O Cura ultrapassa o propósito de alimentar; é um projeto educativo que busca incentivar hábitos mais saudáveis na rotina dos clientes. “Nós mostramos que a comida saudável é fácil de fazer e pode ser deliciosa”, enfatiza Cristina, desafiando o preconceito de que alimentação nutritiva precisa ser insípida ou complicada.

Até nos detalhes finais da refeição, Cristina demonstra seu compromisso com o bem-estar. O café só é servido mediante pedido específico, pois a experiência no Cura se encerra com um chá cuidadosamente selecionado. “Eu desejo que meus clientes, além de comerem bem, tenham uma ótima experiência e uma boa digestão”, explica, revelando uma concepção holística que ultrapassa o momento da refeição.

Na carta de vinhos, apenas rótulos orgânicos da vinícola chilena Emiliana completam a experiência, reforçando o compromisso com práticas sustentáveis e produtos livres de químicos desnecessários.

O legado em construção

Aos olhos dos brasilienses, Cristina Roberto não é apenas uma empresária bem-sucedida ou uma chef talentosa – é uma contadora de histórias que utiliza sabores, aromas e espaços para narrar a evolução de uma cidade e de seu povo. Do jovial Bom Demais dos anos 1980 ao contemplativo Cura do século XXI, cada empreendimento marca um capítulo da biografia não só de Cristina, mas da própria capital federal.

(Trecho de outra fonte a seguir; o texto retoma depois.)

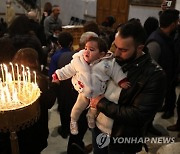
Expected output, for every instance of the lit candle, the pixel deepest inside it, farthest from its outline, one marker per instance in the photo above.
(5, 72)
(17, 67)
(34, 77)
(12, 67)
(29, 75)
(2, 70)
(23, 73)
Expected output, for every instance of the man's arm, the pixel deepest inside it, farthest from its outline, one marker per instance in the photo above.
(154, 50)
(141, 108)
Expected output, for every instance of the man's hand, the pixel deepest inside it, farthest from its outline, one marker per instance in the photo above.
(95, 101)
(55, 78)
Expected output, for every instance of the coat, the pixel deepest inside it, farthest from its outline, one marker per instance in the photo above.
(136, 105)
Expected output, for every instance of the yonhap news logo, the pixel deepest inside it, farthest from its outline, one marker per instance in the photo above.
(103, 140)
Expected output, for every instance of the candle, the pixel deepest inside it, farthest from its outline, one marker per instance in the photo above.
(2, 70)
(23, 73)
(34, 77)
(12, 67)
(29, 75)
(5, 72)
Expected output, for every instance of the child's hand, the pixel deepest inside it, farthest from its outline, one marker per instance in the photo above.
(125, 85)
(95, 101)
(55, 78)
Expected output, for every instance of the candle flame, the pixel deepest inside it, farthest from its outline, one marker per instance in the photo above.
(17, 92)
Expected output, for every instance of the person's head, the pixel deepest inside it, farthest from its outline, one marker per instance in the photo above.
(27, 57)
(56, 10)
(129, 42)
(91, 26)
(84, 37)
(109, 21)
(150, 25)
(169, 19)
(95, 48)
(65, 39)
(8, 3)
(168, 4)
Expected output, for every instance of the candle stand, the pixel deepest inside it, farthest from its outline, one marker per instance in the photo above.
(19, 119)
(19, 105)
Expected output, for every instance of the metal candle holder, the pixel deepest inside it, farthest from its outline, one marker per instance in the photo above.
(14, 89)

A trajetória da mineira de Abaeté evidencia a capacidade de reinvenção e adaptação sem perder a essência. Sua percepção aguçada das necessidades coletivas a permitiu antecipar tendências e criar ambientes que transcendem o ato de alimentar para promover experiências transformadoras.

O que começou com a venda de pães integrais por necessidade transformou-se numa filosofia de vida e negócios que hoje inspira uma clientela fiel e crescente. A empresária que já alimentou gerações de brasilienses com sua culinária inovadora agora os convida a uma jornada mais profunda: redescobrir na alimentação consciente um caminho para o equilíbrio e a cura.

Como ela mesma define, seu trabalho atual é “um banquete que nutre e acolhe” – uma síntese perfeita para uma carreira que alimentou não apenas estômagos, mas também a alma cultural de Brasília ao longo de quatro décadas de paixão, criatividade e sabedoria gastronômica.